Startup Claims AI Agent Manus Is an Autonomy Breakthrough

Butterfly Effect is the latest Chinese AI firm to get global attention, having drummed up interest in Manus, positioned as a “general agent” that can scour online resources to produce reports. Companies like OpenAI and Google are competing in this space, called deep research. Butterfly Effect says Manus has surpassed OpenAI Deep Research on the GAIA benchmark and the world is listening. The Manus Discord server swelled to more than 138,000 members in the past weeks, and “invite codes” to gain access at this “invitation-only” phase are allegedly going for thousands of dollars on Chinese sales app Xianyu.

Typical of most top tier agentic systems, the creators of Manus claim it “can make decisions progressively and complete various tasks independently,” reports SiliconANGLE, using the example of an apartment hunt: “Manus will not just look through various real estate listings, but also research and evaluate multiple factors such as crime rates, weather and commute times to provide more specific recommendations.”

While Manus doesn’t rely on one specific model, but draws from “multiple sub-agents that are specialized in different areas,” that is not a new approach. Nor is its asynchronous ability to run in the background particularly novel.

The Register couches Manus it as “the ‘Future of AI’ and ‘OpenAI Killer’ of the week,” and says comparisons to OpenAI’s Deep Research, “which scours online services to source info that’s compiled into documents” and “tools like Anthropic’s Computer Use API and OpenAI’s Operator Agents, both of which can use a Web browser to perform basic tasks like filling in forms and using e-commerce sites,” are par for the course.

But “Manus looks like it does all that and more — maybe faster too according to its own benchmarks,” The Register adds, citing a launch video that “depicts it doing three chores at super-speed.” Thes are: research-based recommendations, report preparation and correlation analysis.

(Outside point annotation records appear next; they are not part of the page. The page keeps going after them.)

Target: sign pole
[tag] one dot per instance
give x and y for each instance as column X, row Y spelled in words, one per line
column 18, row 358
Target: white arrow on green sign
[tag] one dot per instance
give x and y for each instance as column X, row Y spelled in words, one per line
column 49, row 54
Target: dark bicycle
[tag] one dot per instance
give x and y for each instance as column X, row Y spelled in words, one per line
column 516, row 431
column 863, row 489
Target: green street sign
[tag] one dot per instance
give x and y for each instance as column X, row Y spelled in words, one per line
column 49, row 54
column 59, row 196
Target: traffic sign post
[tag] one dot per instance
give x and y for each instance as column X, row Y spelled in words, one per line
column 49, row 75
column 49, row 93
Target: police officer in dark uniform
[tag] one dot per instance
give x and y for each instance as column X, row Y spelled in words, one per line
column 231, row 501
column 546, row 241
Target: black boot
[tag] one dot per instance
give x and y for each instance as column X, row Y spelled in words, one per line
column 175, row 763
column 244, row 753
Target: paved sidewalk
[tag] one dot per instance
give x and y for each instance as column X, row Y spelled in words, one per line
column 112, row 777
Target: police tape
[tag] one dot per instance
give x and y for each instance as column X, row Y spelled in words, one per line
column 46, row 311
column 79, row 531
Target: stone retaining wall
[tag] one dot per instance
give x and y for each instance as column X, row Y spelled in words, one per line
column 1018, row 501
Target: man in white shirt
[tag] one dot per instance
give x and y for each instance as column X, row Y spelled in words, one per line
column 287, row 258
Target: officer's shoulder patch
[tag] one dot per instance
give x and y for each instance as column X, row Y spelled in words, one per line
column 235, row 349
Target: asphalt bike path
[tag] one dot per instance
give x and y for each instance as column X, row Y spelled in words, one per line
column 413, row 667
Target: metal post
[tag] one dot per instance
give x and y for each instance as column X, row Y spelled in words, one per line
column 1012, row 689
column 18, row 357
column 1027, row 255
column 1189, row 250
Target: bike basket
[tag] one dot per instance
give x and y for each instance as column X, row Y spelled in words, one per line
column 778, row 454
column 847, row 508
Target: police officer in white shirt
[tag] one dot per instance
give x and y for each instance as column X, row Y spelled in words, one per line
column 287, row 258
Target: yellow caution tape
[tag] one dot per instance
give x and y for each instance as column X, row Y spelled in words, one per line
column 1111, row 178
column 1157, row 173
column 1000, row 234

“While ChatGPT-4 and Google’s Gemini rely on human prompts to guide them, Manus doesn’t wait for instructions. Instead, it is designed to initiate tasks on its own, assess new information and dynamically adjust its approach,” writes Forbes, calling it “in many ways, the first true general AI agent.”

Forbes cites the example of sifting through job candidates: “Given a zip file of resumes, Manus doesn’t just rank candidates; it reads through each one, extracts relevant skills, cross-references them with job market trends and presents a fully optimized hiring decision — complete with an Excel sheet it generated on its own”

A demo is available at Manus.im.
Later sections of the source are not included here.